XBRL GL Palette Taxonomy Parser

Views: 52

This article introduces a Python-based parser to extract a logical hierarchical model (LHM) structure from the XBRL GL taxonomy. The parser also retrieves multilingual labels and documentation from the label linkbase. The output is a structured CSV file useful for semantic analysis, implementation, and documentation.

1. Motivation

The XBRL Global Ledger (XBRL GL) Palette taxonomy defines an XML-based standard for representing accounting and audit data.
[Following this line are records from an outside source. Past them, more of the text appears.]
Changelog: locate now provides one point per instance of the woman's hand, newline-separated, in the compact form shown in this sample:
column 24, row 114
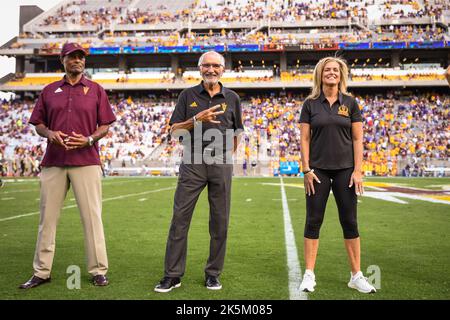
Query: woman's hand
column 356, row 179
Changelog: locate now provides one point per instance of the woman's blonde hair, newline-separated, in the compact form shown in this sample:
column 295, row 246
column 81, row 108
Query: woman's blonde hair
column 317, row 78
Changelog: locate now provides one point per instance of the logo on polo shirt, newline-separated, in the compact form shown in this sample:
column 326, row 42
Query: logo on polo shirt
column 343, row 111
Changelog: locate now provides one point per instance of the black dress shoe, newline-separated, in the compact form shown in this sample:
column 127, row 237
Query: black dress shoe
column 213, row 283
column 167, row 284
column 34, row 282
column 100, row 280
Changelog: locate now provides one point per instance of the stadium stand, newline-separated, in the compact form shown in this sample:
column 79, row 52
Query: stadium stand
column 144, row 52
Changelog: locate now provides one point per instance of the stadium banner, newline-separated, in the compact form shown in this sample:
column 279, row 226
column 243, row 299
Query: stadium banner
column 218, row 48
column 426, row 45
column 289, row 167
column 104, row 50
column 354, row 45
column 326, row 46
column 273, row 47
column 173, row 49
column 138, row 50
column 47, row 52
column 389, row 45
column 243, row 47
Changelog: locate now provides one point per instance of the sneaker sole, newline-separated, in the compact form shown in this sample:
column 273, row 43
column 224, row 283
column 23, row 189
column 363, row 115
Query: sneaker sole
column 168, row 290
column 214, row 288
column 362, row 291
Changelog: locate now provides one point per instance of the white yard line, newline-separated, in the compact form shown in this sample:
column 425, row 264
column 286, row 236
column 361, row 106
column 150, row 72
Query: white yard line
column 104, row 200
column 295, row 272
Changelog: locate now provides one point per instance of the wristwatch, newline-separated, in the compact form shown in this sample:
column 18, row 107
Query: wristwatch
column 90, row 141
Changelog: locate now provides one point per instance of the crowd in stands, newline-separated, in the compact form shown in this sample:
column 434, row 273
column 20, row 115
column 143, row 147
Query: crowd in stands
column 120, row 13
column 397, row 126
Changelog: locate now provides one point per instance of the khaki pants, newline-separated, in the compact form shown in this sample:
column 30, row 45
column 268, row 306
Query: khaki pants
column 86, row 183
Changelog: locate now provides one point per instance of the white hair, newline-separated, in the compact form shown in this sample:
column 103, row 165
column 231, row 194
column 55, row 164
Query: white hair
column 222, row 59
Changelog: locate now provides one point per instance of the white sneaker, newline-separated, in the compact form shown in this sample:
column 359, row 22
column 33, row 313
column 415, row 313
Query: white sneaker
column 308, row 282
column 360, row 283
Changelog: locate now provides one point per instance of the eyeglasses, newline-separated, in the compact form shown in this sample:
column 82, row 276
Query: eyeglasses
column 209, row 65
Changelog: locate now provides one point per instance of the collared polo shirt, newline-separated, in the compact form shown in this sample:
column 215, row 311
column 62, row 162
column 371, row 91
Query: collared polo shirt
column 331, row 144
column 80, row 108
column 196, row 99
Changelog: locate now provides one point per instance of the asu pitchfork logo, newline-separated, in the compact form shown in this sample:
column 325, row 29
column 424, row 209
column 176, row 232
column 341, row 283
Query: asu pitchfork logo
column 343, row 110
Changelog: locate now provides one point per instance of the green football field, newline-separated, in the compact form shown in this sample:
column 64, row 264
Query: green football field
column 404, row 226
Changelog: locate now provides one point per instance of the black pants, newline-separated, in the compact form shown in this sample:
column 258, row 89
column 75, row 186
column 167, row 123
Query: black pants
column 346, row 201
column 191, row 182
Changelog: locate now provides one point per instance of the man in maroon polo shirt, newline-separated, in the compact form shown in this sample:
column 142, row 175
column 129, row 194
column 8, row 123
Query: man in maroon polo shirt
column 73, row 114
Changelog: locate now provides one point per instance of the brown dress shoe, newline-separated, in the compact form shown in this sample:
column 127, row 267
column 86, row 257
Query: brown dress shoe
column 100, row 280
column 34, row 282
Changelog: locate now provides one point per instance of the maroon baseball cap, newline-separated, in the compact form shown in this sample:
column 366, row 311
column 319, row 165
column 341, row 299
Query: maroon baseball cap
column 70, row 47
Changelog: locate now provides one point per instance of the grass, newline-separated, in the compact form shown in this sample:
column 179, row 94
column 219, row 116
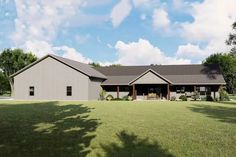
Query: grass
column 233, row 97
column 117, row 129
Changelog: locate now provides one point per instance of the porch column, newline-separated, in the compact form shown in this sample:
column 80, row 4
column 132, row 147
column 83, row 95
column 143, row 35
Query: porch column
column 134, row 93
column 118, row 91
column 168, row 91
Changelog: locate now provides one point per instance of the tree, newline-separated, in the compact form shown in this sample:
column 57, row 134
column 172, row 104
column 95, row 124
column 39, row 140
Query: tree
column 12, row 60
column 232, row 39
column 4, row 84
column 227, row 63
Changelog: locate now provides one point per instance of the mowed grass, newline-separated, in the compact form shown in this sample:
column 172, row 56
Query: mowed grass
column 117, row 129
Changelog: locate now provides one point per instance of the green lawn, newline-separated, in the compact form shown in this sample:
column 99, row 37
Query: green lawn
column 117, row 129
column 233, row 97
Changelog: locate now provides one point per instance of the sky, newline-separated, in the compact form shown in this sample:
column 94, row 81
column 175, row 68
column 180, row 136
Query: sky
column 127, row 32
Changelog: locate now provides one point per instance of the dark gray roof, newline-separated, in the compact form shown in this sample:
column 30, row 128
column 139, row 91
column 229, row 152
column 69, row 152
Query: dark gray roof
column 177, row 74
column 81, row 67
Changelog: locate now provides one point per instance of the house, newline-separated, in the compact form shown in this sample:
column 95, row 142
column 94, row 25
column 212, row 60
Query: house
column 57, row 78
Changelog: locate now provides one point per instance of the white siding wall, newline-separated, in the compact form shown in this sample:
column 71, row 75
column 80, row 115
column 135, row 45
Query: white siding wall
column 50, row 78
column 94, row 89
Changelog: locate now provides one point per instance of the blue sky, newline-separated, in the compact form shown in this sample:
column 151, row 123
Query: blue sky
column 128, row 32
However, its hierarchical structure—especially when modularised—can be difficult to navigate, particularly when multilingual labels are defined using labelArc.
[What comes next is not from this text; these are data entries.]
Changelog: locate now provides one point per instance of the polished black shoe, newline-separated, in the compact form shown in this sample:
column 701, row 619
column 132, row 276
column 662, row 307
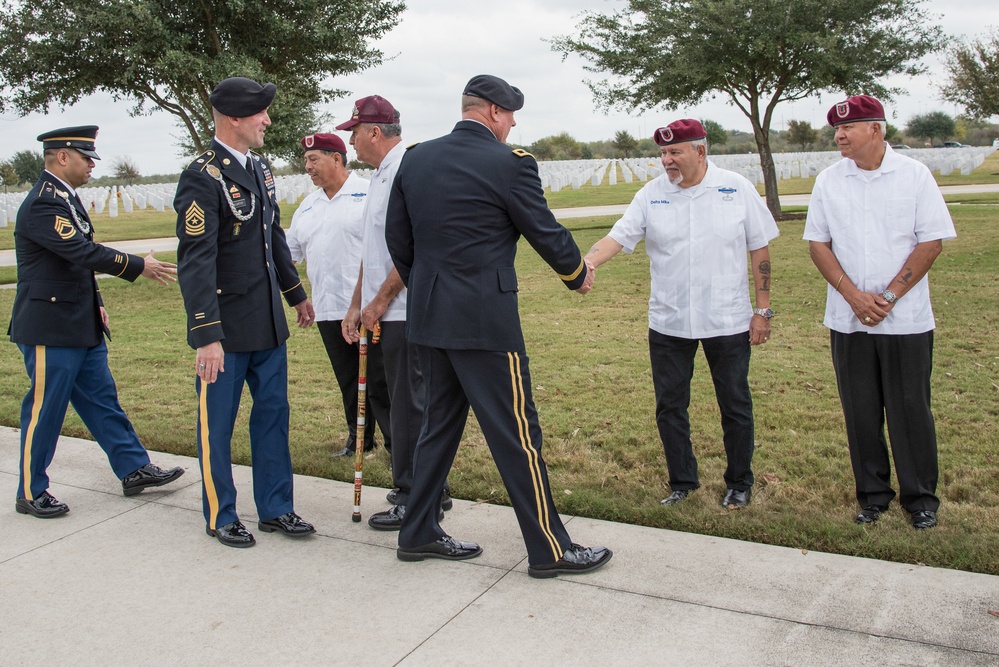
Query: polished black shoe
column 735, row 499
column 147, row 476
column 391, row 519
column 232, row 534
column 575, row 560
column 43, row 507
column 677, row 496
column 290, row 524
column 869, row 514
column 923, row 519
column 447, row 548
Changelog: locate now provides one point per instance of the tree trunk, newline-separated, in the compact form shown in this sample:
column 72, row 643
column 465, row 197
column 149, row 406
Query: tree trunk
column 767, row 163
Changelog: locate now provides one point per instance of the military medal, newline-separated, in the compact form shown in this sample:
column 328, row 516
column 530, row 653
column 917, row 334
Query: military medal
column 214, row 172
column 82, row 225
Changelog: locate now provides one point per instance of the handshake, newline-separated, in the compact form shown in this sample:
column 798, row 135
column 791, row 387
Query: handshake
column 591, row 273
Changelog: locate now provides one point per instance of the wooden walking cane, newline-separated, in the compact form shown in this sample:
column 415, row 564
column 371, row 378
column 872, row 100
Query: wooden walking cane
column 362, row 408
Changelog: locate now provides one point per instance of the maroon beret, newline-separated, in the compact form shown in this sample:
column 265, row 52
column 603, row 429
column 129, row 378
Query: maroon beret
column 372, row 109
column 323, row 142
column 855, row 109
column 679, row 131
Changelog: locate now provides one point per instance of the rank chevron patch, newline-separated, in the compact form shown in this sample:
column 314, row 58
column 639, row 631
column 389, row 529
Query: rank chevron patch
column 64, row 228
column 194, row 220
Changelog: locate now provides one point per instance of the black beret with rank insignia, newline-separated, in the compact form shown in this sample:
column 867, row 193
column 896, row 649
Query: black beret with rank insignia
column 240, row 97
column 81, row 137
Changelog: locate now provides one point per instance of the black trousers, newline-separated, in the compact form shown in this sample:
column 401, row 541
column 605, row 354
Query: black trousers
column 883, row 377
column 406, row 392
column 344, row 359
column 497, row 386
column 672, row 369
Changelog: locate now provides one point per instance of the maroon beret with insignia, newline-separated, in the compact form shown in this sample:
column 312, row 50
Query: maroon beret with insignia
column 323, row 142
column 855, row 109
column 679, row 131
column 372, row 109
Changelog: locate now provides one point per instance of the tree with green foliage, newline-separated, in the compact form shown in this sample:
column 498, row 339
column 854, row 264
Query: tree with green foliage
column 556, row 147
column 625, row 143
column 757, row 53
column 973, row 69
column 716, row 133
column 169, row 55
column 800, row 133
column 930, row 126
column 125, row 169
column 28, row 165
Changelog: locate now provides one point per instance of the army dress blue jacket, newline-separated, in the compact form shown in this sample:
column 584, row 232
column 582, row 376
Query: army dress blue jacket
column 459, row 205
column 233, row 261
column 58, row 301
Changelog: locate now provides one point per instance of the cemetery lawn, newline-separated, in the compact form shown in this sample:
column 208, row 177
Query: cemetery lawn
column 593, row 389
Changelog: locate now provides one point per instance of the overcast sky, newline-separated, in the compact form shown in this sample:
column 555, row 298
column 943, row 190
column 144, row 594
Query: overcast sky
column 440, row 44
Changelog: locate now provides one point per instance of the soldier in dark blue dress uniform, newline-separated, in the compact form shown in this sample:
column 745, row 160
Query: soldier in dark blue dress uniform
column 459, row 205
column 59, row 323
column 235, row 272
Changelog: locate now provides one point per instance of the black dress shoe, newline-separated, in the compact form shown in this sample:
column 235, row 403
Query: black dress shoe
column 869, row 514
column 923, row 519
column 290, row 524
column 391, row 519
column 147, row 476
column 44, row 506
column 677, row 496
column 232, row 534
column 575, row 560
column 735, row 499
column 447, row 548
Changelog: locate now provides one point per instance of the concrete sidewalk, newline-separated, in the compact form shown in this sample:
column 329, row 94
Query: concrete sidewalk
column 136, row 581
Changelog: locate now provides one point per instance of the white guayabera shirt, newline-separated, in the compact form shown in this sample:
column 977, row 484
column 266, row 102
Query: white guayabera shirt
column 874, row 219
column 697, row 240
column 327, row 233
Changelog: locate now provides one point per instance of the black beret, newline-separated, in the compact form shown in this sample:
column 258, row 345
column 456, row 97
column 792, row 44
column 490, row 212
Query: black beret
column 495, row 90
column 240, row 97
column 81, row 138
This script provides a bridge between raw schema definitions and a friendly CSV format enriched with English and localised labels (e.g., Japanese).

2. What This Script Does

  • Loads all gl-*.xsd and gl-*-content.xsd schemas

  • Detects complexType definitions with anyType base as tuples

  • Extracts all element names, types, and cardinality

  • Extracts labels from label.xml and label-ja.xml via labelArc

  • Supports fallback resolution of label identifiers

  • Outputs a fully annotated CSV representing the logical structure defined by complexType and complexContent/xs:sequence declarations in the schema

3. Requirements

  • Python 3.7 or later

  • lxml library:

    pip install lxml

4. Usage Instructions

4.1. Command-Line Execution

python xbrl_gl_label_parser.py --base-dir XBRL-GL-PWD-2016-12-01

4.2. Optional Parameters

Argument Description

--base-dir

(Required) Path to the root directory of your XBRL GL taxonomy

--palette

Subdirectory name of the palette folder (default: case-c-b-m-u-e-t-s)

--lang

Language code for labels (default: ja). Accepts values like en, ja, etc.

--debug

Enable detailed debug logging

--trace

Enable top-level trace output

--output

Output CSV filename (default: XBRL_GL_Parsed_LHM_Structure.csv)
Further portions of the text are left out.